Weirdly I have done a lot of development with mySQL and never encountered some of the things I have encountered todays.
So, I have a user_items table
ID | name
---------
1 | test
I then have an item_data table
ID | item | added | info
-------------------------
1 | test | 12345 | important info
2 | test | 23456 | more recent important info
I then have an emails table
ID | added | email
1 | 12345 | [email protected]
2 | 23456 | [email protected]
3 | 23456 | [email protected]
and an emails_verified table
ID | email
-----------
1 | [email protected]
Now I appreciate the setup of these tables may not be efficient etc, but this cannot be changed, and is a lot more complex than it may seem.
What i want to do is as follows. I want to be able to search through a users items and display the associated info, as well as any emails associated, as well as displaying if the email has been verified.
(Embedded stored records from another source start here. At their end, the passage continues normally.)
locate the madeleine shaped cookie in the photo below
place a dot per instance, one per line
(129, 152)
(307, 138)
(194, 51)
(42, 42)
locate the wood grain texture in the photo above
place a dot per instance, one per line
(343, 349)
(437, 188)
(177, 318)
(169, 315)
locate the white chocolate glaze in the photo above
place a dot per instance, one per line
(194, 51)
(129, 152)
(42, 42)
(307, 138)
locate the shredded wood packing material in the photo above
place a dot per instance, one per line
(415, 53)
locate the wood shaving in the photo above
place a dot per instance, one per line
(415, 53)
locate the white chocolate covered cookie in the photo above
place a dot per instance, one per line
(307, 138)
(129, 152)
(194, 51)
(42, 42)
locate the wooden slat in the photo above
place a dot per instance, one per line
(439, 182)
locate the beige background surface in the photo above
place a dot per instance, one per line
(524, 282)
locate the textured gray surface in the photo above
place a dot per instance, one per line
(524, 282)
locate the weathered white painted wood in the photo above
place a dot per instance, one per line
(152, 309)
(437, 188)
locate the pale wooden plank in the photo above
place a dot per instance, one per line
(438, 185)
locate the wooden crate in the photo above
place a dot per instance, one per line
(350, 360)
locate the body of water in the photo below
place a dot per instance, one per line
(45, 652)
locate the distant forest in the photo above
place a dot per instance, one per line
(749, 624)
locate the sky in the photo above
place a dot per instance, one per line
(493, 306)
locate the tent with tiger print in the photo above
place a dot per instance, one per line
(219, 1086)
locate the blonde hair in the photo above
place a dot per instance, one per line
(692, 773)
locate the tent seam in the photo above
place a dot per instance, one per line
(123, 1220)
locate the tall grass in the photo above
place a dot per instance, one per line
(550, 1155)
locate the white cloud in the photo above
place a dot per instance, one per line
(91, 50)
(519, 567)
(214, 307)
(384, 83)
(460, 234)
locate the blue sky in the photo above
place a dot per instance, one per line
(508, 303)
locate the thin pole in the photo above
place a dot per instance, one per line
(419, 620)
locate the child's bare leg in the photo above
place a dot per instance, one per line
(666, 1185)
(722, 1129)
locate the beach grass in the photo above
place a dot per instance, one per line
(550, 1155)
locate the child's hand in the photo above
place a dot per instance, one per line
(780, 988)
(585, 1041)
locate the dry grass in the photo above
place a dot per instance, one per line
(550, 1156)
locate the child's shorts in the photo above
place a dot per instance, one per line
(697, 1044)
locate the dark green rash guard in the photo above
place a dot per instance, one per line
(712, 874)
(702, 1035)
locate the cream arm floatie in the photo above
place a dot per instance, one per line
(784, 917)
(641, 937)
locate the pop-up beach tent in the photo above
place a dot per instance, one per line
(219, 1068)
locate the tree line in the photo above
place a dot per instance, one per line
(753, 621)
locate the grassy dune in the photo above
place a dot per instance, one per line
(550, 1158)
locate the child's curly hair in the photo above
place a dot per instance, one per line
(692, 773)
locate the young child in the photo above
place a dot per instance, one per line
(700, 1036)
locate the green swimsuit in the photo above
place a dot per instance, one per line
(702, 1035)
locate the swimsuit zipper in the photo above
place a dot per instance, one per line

user_items.name = item_data.item
item_data.added = emails.added
emails.email = emails_verified.email
So for user item 1, test. I want to be able to return its ID, its name, the most recent information, the most recent emails, and their verification status.
So I woud like to return
ID => 1
name => test
information => more recent important info
emails => array('0' => array('email' => '[email protected]' , 'verified' => 'YES'),'1' => array('email' => '[email protected]' , 'verified' => 'NO'))
Now I could do this with multiple queries with relative ease. My research however suggests that this is significantly more resource/time costly then using one (albeit very complex) mysql query with loads of join statements.
The reason using one query would also would be useful (I believe) is because I can then add search functionality with relative ease - adding to the query complex where statements.
To further complicated matters I am using CodeIgniter. I cannot be too picky :) so any none CI answers would still be very useful.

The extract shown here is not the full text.